The thought of eating Chris Cosentino’s food is, for me, an endlessly thrilling prospect. The thought of making that food, on the other hand — and working alongside him — was more nerve-wracking than I can articulate. I’m intensely perfectionistic. And while Ruth, Francis, and I didn’t know which chef we’d be paired with ahead of time, what we did know was that we’d be cooking on camera, and that our own successes and failures would be those of our to-be-determined chef partner. I’ll be honest: I didn’'t sleep the night before. At about 4:30 a.m. I sat up and made a promise to myself. Come what may, I thought, I was going to win.
I found out about three seconds before walking onto the set that I’d be paired with Chris, and as soon as I took my position at our station, the rest of the world fell away. I spent the minute or two before the starting bell familiarizing myself with the space -- checking out what knives were located where, figuring out how the heating element worked. So when the challenge began, I felt ready to face whatever Chris was going to throw at me.

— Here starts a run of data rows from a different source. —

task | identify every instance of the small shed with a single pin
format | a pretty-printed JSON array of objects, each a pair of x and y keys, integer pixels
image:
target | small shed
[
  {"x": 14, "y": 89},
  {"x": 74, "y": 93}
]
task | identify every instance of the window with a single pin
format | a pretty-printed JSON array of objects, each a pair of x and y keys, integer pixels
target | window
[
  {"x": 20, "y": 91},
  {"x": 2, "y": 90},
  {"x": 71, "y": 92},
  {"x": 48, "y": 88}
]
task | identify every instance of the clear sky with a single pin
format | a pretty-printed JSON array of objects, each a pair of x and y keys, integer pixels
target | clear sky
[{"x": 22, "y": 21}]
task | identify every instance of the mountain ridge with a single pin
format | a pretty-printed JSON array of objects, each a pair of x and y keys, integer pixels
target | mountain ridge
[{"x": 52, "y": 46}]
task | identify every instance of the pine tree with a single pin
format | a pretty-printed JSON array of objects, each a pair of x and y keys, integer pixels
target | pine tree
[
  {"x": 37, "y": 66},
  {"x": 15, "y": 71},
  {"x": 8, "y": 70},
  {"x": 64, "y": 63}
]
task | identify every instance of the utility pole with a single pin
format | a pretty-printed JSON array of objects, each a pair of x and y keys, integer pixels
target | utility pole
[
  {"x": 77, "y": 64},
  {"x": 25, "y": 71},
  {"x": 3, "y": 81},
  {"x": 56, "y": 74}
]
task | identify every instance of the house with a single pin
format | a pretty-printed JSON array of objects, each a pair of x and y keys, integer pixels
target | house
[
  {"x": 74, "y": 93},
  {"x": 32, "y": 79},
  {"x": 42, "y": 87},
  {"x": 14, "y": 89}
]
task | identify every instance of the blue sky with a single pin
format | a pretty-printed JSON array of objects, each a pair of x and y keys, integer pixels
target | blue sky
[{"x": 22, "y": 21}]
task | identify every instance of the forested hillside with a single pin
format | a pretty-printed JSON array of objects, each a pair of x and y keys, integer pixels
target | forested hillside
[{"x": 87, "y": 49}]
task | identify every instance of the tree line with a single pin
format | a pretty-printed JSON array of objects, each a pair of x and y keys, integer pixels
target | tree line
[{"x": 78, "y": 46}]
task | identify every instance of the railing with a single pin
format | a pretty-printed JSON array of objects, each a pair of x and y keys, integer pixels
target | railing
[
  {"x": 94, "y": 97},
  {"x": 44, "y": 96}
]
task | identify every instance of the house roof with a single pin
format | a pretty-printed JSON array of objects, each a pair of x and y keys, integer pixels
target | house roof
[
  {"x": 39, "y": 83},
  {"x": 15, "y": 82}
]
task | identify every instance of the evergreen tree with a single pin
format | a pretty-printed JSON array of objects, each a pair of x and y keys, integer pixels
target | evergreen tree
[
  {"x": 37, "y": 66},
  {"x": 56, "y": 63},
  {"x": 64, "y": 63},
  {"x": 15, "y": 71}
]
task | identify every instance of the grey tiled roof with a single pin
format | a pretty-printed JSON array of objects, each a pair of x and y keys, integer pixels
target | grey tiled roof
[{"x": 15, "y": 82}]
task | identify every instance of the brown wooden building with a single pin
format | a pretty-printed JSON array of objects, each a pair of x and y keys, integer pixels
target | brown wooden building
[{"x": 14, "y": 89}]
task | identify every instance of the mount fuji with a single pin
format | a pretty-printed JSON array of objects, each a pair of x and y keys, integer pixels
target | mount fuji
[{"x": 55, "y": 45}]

Something about the construction of the space made it almost impossible for anyone to hear anything else, which made a tough situation even tougher. (It wasn't entirely helped by the Southern accent I adopted that Chris couldn’t place — at the producers' request, we disguised our voices, and I chose to pay homage to the rural Oklahoma town where I lived for two years as a kid.) Still, I felt throughout the challenge that I was in entirely safe hands. Chris is a natural teacher — a great gift, and one that I was not a little surprised to find in him. He has a calm, deliberate, very thoughtful way of conveying his ideas, with an amazing degree of insight to what it is that the student needs to hear in order to get the job done. At each step along the way, he made sure I right there with him: “Do you see the celery? Do you have the celery? Is it actually in your hands?” His patience paid off. Our final plates looked pretty great, if I do say so myself, and Chris won the challenge.When I watched this episode, I realized that the patience and clarity from which I benefitted during the Quickfire was on display times ten during the elimination challenge. While Chris’s team’s final plate of food wasn’t my favorite — I found the pork to be slightly overcooked, the hazelnuts not integrated enough into the flavors, and that poor, prematurely-plated salad was a shadow of its former self by the time it finally landed in front of me — it was evident that the students with whom he worked learned a tremendous amount at his side. During filming, the only interaction we had with these folks was during the moments when they presented their dish, and Chris’s team looked exhausted but exhilarated, bright-eyed with a renewed enthusiasm for cooking that was palpable all the way to the Critics' Table.
Kerry and Lorena took their own very different tactics with their student chefs. Kerry treated his as if they already had jobs at his restaurant: he expected perfection, and he expected it quickly. To my great admiration, these high school kids rose to the challenge, producing an elegant plate of food that included quite honestly the best creamed spinach I have ever had, bright and aromatic without the cloying heaviness that the dish so often has. It was the clear winning plate of food, further proof of Kerry’s role on the show as the king of quietly refined cuisine.
Lorena was Kerry’s diametric opposite. Where he pushed his team hard, she was perhaps too hands-off. The lasagna and salad she and her team created was extraordinary, without a doubt — it was my favorite dish of the three by a long shot, with an exhilarating complexity of flavor that was perfectly balanced by the bright arugula salad — but Lorena’s reluctance to reconceptualize her team’s original dish wound up hurting her. The challenge, after all, was to take the students’ creations and lift them up. Her lasagna was a thing of beauty, but both Kerry and Chris took more creative approaches, and as a result led their teams to areas of slightly higher elevation.And so here we are facing the final episode, and it feels so, so right: Kerry and Chris, two chefs who are so different in their style, so different in their approach to food and cooking and the world. And yet there’s a fundamental similarity to their core, a synchronicity in their commitment to the kitchen and to the diner. I don’t know if I’ve ever looked forward to a final showdown quite as much as I have this one. I can’t wait.